Alexander Mackenzie, Lieutenant Governor of Bengal, introduced a Bill calculated to have this effect. The people of Calcutta protested. Lord Curzon intervened and made the Bill worse. He reduced the number of elected members to twenty-five, making it equal to the number of the nominated members. The latter, with the official Chairman, obtained the controlling power. Real popular Government was at an end. The most distinguished citizens of Calcutta, who had given years of their life to municipal work, retired from the scene. The administration of Calcutta has deteriorated since this retrogade measure was passed.
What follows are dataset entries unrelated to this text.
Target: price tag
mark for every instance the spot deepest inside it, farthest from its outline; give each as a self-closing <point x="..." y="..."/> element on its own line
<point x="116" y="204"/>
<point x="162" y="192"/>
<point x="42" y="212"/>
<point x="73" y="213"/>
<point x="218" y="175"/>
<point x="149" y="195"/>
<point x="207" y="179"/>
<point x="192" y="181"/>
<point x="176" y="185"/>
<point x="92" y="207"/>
And Municipal Self-Government in other parts of India has also been weakened.

Self-Government in districts and villages has not improved. Representative institutions in India, started under Lord Ripon's administration between 1880 to 1884, have found little encouragement since. The educated classes, who looked forward to a larger share in the administration of their country under British Rule, have been disappointed. The great mass of the agricultural population of India have fared no better. Tenant-right has not been strengthened. State-demands and Stateenhancements have not been limited by definite rules. The power of alienating holdings has been restricted in the Punjab and Bombay. The water-rate has been made compulsory in Madras. These changes will be fully described in subsequent chapters.

A severe famine once more overtook India in 1900, and lasted for four years. Vast relief operations were once more undertaken. They were successful in the. Central Provinces, but were badly managed in Bombay. And when the Famine Commission published its report, it was found that the rigorous collection of the Land Tax was largely accountable for the permanent indebtedness of the agricultural classes.